Behind The Scenes, 22 May 2019: Stabilising film
by James Gibbs, Media Technician
At the Film and Television Archive, we often find ourselves staring at a computer screen whilst a small rectangle bounces about. We’re not playing a retro Atari computer game; we’re using a tracker to track something on some scanned film – this is usually so we can stabilise the film image.
Our film scanner is great at handling film of all types and in all conditions. The film can be very fragile and damaged, and the scanner will treat it with care. The downside of this is that the film often tends to weave about a bit as it is scanned. This ends up as a random motion in the final footage which, as you can imagine, isn’t ideal.
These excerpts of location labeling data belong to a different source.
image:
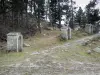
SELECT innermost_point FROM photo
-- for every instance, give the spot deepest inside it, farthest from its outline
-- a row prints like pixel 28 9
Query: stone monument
pixel 66 33
pixel 89 28
pixel 14 41
pixel 69 33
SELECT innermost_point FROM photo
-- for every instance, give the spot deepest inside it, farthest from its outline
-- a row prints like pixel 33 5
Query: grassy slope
pixel 39 42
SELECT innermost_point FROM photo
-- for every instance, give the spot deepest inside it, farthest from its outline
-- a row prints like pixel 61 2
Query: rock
pixel 85 44
pixel 26 45
pixel 89 51
pixel 97 49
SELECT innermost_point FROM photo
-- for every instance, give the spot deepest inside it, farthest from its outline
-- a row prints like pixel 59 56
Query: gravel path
pixel 44 63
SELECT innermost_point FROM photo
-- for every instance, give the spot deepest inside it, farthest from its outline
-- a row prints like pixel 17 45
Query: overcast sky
pixel 83 3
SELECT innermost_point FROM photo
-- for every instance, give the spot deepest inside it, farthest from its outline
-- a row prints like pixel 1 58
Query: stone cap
pixel 14 33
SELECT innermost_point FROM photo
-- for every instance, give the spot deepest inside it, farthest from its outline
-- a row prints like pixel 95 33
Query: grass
pixel 40 42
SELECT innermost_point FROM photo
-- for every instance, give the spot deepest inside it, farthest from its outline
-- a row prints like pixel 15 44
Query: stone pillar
pixel 89 28
pixel 64 34
pixel 14 41
pixel 69 33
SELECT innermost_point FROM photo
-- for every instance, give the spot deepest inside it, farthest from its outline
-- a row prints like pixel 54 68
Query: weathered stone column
pixel 14 41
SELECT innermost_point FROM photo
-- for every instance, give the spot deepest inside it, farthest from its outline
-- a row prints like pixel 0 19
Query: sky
pixel 83 3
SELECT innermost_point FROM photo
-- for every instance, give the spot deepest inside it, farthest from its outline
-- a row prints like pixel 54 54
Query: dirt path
pixel 52 62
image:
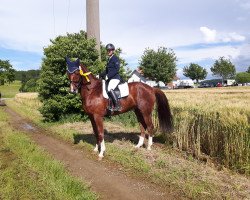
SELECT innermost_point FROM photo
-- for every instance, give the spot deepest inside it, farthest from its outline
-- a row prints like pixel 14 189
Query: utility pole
pixel 93 22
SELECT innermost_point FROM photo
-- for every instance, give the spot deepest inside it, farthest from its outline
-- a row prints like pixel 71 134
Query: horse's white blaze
pixel 103 148
pixel 96 148
pixel 150 142
pixel 140 143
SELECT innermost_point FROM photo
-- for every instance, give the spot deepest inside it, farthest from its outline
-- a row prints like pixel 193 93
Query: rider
pixel 111 75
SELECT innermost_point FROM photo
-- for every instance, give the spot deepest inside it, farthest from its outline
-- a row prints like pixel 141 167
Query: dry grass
pixel 214 122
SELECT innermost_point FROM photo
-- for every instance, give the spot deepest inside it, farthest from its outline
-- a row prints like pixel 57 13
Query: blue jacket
pixel 112 69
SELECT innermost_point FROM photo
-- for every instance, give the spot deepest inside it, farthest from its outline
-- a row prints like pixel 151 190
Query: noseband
pixel 82 74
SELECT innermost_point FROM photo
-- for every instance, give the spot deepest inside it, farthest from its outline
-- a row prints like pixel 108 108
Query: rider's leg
pixel 112 85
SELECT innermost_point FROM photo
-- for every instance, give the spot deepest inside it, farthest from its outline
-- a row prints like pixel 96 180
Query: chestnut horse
pixel 141 99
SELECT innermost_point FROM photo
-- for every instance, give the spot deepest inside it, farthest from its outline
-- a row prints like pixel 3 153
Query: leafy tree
pixel 53 84
pixel 243 77
pixel 159 65
pixel 195 72
pixel 223 68
pixel 7 73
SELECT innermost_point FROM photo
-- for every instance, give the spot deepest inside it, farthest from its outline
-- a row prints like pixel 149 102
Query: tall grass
pixel 214 122
pixel 28 172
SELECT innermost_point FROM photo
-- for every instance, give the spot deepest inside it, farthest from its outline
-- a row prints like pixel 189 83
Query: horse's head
pixel 74 75
pixel 77 74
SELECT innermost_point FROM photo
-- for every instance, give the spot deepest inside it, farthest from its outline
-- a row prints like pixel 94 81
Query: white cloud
pixel 214 53
pixel 209 34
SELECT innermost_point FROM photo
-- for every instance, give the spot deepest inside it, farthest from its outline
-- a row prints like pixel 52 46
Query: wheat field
pixel 215 122
pixel 211 121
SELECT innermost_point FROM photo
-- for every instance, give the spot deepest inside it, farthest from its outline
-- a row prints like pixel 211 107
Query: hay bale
pixel 2 103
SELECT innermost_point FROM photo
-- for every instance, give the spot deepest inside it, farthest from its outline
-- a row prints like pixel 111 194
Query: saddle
pixel 121 90
pixel 114 96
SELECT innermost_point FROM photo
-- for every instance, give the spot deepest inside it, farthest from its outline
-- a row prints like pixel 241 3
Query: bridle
pixel 77 84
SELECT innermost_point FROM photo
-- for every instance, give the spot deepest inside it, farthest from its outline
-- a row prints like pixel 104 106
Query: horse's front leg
pixel 97 123
pixel 95 132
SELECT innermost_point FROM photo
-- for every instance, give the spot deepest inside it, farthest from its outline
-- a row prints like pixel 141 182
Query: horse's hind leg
pixel 150 130
pixel 97 123
pixel 142 127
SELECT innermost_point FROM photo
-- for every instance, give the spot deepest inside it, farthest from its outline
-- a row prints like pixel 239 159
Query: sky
pixel 198 31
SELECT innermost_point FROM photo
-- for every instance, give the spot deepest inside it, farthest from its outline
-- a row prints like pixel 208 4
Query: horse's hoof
pixel 100 158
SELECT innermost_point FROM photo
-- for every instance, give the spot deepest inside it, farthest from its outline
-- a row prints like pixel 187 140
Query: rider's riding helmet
pixel 110 47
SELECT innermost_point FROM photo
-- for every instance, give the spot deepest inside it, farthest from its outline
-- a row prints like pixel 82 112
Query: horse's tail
pixel 164 114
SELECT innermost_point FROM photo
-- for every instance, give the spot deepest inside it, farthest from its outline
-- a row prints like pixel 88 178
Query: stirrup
pixel 117 107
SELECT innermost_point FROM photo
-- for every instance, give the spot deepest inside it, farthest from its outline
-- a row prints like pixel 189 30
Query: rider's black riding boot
pixel 115 100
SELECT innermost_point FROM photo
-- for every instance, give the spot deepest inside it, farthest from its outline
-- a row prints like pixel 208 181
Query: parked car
pixel 219 85
pixel 204 85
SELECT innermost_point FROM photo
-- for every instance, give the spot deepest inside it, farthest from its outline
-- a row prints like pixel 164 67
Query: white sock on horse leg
pixel 150 142
pixel 103 148
pixel 140 143
pixel 96 148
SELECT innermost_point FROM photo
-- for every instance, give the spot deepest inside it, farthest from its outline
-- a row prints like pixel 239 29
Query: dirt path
pixel 109 182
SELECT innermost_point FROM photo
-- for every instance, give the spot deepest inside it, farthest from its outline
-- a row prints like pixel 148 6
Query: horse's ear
pixel 68 61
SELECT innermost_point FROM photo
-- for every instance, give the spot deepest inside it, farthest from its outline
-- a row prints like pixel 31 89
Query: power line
pixel 54 21
pixel 68 17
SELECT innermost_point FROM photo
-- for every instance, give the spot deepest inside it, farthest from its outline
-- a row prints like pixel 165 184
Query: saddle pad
pixel 123 88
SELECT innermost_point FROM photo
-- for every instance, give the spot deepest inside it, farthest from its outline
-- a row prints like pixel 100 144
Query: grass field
pixel 10 90
pixel 27 172
pixel 165 166
pixel 214 122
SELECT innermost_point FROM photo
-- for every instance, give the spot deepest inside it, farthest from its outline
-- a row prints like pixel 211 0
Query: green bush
pixel 53 85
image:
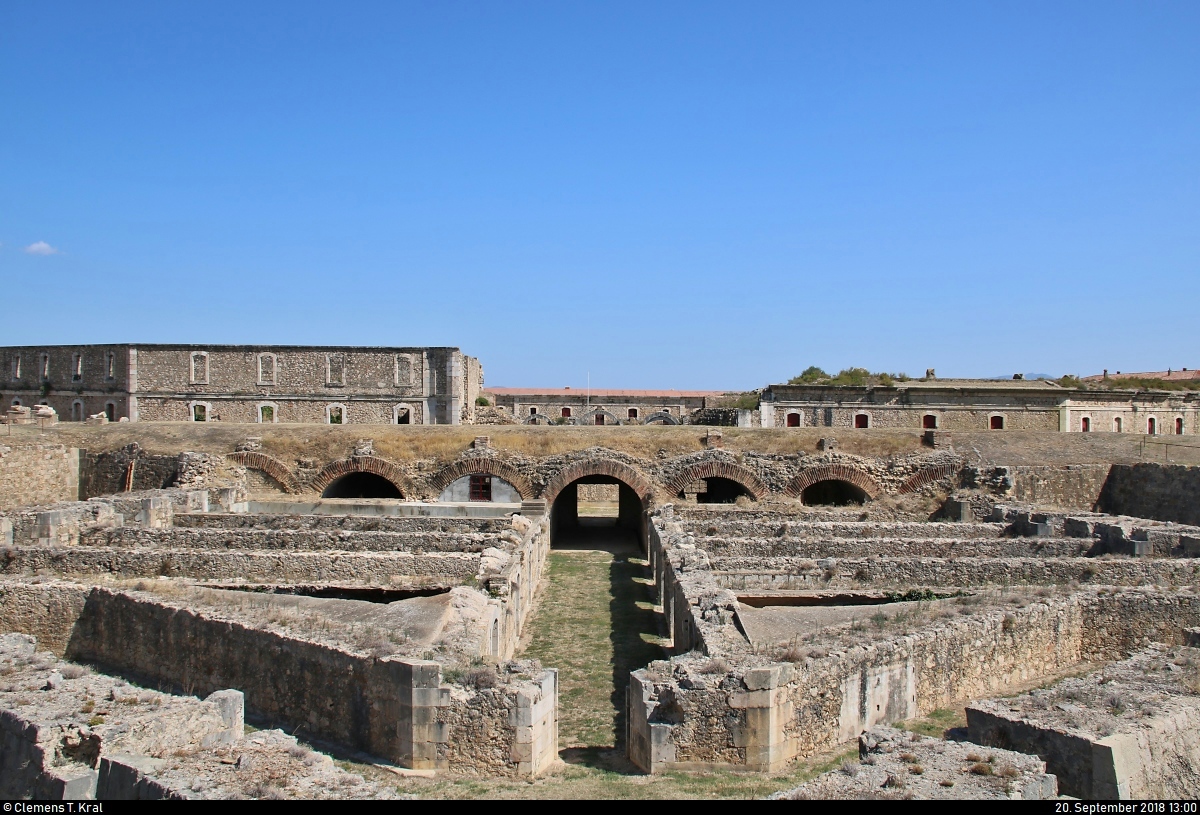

The scanner uses the perforations along the edge of the film to stabilise the image vertically. Often the perforations are damaged or aren’t perfectly locked to the frame and so the film moves up and down from frame to frame ever so slightly.
Many of our films contain splices which can cause the image to shift significantly upwards or downwards just before the cut in the film. On the standard film gates for the scanner there is no edge guide so the film is free to shimmy left and right as it passes through the gate.
All of this means we need to spend some time stabilising the image from the film scans. The software we use has incredibly powerful tracking tools that can be used for all sorts of things.
In feature films it can be used to track an actor’s face to add a bit of brightness to their eyes. In a car commercial it can be used to track the car to give it an extra boost of colour and contrast.
When we use the tracker for stabilisation work, we find something in a fixed position on the film and set the tracker going. Sometimes, this will be the perforations, sometimes it could be a bit of dirt stuck in the gate of the camera when the film was shot, or it could simply be something in shot that doesn’t move. The stabilising effect uses the information from the tracker to keep the tracked item stationary.
The example below is from a superb Westward Television documentary called ‘My Ship, My Parish’. Excerpts of this will feature in The Box’s ‘Port of Plymouth’ gallery.
The film is about the two Chaplains aboard HMS Ark Royal in the early 1970s. This was a film that moved about a lot during scanning, particularly at the splices. We scanned from the A and B rolls which were the cut negatives used to make the final print so every single shot on the film was spliced together. The split screen video shows the ‘before and after’.
In the first shot, the tracker was focused on the railing behind the Chaplain. The remaining shots were moving shots. Fortunately they all had dirt from the camera gate around the edge of the frame which provided us with great points to track.
Stabilising film takes time and a lot of work but it’s worth the effort!